ハクマン 部屋と締切(デッドエンド)と私 第10回
相手が「漫画家です」と答えて来た時は、
瞬時に話題を変えるべきである。
漫画に詳しいと自負している人でもダメだ。
最近は掲載媒体が多く、本当に星の数ほど漫画があるため、俺はジャンプから漫画ローレンスまで読んでますよ、という奴でも知らない漫画が平気で存在するのだ。
よって「作品名を言わせたは良いが、知らない」という事態が起こってしまう。
作家は「知らない」の空気にメロスのように敏感である。そして人気商売にとって「知られてない」ほど致命的なことはないので、普通にへこんでしまう。
聞いた方は気まずく、聞かれた方は落ち込むという誰も得していない空間の爆誕だ。
よって、私は万が一、漫画家という職業は明かしても、何を描いているかは「俺は作品名を言うぐらいならマイナンバーを公表するね」というぐらい頑なに言わない。
もし漫画家が「どうせ知らないっすから」と作品名を言おうとしなかったら、それは「今のうちに逃げろ」のサインである。お互いのために瞬時に話題を、政治か野球の方へシフトするのが吉だ。

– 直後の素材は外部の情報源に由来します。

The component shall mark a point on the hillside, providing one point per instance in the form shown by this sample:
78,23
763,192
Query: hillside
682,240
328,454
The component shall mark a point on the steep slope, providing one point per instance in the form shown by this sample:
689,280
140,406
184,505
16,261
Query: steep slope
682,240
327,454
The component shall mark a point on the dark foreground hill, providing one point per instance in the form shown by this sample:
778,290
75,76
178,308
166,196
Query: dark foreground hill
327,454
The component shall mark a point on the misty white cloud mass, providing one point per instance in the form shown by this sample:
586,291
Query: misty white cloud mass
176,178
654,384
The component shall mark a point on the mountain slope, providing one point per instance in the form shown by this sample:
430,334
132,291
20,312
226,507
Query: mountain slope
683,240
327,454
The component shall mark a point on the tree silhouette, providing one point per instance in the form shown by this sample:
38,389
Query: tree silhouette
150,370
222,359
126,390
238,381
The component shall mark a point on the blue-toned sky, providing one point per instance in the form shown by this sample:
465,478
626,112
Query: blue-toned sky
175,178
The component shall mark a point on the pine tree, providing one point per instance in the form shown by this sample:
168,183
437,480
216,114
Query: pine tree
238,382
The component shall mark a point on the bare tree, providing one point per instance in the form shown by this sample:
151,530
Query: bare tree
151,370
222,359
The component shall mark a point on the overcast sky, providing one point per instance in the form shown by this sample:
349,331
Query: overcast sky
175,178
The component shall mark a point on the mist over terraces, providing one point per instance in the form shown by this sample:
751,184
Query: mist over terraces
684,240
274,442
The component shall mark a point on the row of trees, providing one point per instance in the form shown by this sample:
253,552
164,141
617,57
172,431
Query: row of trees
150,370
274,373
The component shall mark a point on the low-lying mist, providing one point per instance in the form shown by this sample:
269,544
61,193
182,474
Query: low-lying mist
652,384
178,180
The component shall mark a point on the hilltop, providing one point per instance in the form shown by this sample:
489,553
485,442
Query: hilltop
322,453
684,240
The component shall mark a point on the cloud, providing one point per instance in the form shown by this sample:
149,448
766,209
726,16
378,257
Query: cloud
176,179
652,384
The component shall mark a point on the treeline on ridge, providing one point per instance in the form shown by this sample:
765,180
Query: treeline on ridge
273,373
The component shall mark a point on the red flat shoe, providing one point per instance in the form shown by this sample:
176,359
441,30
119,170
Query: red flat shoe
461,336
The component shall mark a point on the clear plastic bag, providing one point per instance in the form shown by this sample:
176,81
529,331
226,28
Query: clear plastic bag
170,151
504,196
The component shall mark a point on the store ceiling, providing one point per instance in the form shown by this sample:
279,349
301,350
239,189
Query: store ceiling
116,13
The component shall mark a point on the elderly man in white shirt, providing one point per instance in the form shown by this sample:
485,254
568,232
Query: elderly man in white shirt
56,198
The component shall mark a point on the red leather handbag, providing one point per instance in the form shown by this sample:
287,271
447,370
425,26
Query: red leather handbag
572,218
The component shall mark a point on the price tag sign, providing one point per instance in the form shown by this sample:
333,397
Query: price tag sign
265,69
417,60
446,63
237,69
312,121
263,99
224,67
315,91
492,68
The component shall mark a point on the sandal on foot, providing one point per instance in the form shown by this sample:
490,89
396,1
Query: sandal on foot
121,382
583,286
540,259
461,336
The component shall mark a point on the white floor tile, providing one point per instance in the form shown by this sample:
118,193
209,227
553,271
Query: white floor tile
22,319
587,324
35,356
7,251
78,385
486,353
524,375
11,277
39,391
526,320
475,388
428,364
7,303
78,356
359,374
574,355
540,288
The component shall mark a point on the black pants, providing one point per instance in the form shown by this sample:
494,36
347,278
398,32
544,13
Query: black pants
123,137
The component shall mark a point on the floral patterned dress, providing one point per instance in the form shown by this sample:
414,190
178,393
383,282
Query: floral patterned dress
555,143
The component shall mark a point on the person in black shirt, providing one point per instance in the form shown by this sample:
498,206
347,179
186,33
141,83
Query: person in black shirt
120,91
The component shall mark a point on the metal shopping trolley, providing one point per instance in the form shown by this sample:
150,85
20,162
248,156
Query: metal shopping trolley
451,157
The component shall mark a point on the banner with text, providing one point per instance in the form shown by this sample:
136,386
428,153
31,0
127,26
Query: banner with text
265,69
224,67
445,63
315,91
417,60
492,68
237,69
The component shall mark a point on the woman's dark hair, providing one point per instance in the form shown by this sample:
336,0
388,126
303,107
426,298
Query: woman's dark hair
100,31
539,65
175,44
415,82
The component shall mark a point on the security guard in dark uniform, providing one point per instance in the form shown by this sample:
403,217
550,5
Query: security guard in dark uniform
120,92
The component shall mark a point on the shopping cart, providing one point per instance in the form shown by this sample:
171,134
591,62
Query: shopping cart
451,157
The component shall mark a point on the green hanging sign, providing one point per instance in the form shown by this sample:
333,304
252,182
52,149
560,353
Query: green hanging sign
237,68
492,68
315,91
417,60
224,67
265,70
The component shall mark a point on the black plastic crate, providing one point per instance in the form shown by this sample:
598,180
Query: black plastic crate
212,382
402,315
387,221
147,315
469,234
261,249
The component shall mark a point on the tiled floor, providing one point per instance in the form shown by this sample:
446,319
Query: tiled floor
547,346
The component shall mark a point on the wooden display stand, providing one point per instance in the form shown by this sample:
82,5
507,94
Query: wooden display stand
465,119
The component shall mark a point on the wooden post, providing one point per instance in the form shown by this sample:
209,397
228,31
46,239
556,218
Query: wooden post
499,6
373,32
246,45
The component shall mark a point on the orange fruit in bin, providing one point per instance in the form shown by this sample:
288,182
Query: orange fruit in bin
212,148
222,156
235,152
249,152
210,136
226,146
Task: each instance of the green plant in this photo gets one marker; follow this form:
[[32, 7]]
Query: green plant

もし作品名を聞いてしまい、知らなかった、という状態になった時、知っているフリをするのはもってのほかだが「今度読んでみます」もあまり良くない。「どこで読むんだ? 無断転載サイト的なところでか?」と思われるだけだ。
それに、作家をやる以上多くの人間に読んでもらいたいとは思っているが「近所の人」や「娘の通う小学校のPTA会長」みたいな、実生活に影響を及ぼしかねないリアル知人には読んで欲しくはないのだ。
よってどうしても前向きな姿勢を見せたい時は「今度買います」と言おう。
この「何描いてるんですか」は、社交辞令が生んだ不幸な大事故なのだが、中には漫画家と明かしたことにより、明確な漫画家ハラスメントを受ける、という人もいる。
わかりやすいのが「好きな絵描いて金もらえて人生楽勝っすね」パターンだ。
漫画家に限らず、クリエイターやエンタメ職、というのは「好きなことを仕事にした」というイメージが強い。
つまり「貴様は好きなことをやっているんだから、不満を言う資格はない」ハラスメントを受けることがある。
忙しいことを嘆いても、好きなことなんだからいくらやっても辛くないだろう、と言われ、ギャラのことを言えば、好きなことをやってんだから金はいいだろ、と言われる、むしろそういう扱いを受けるのが、好きじゃなくなる原因だったりもする。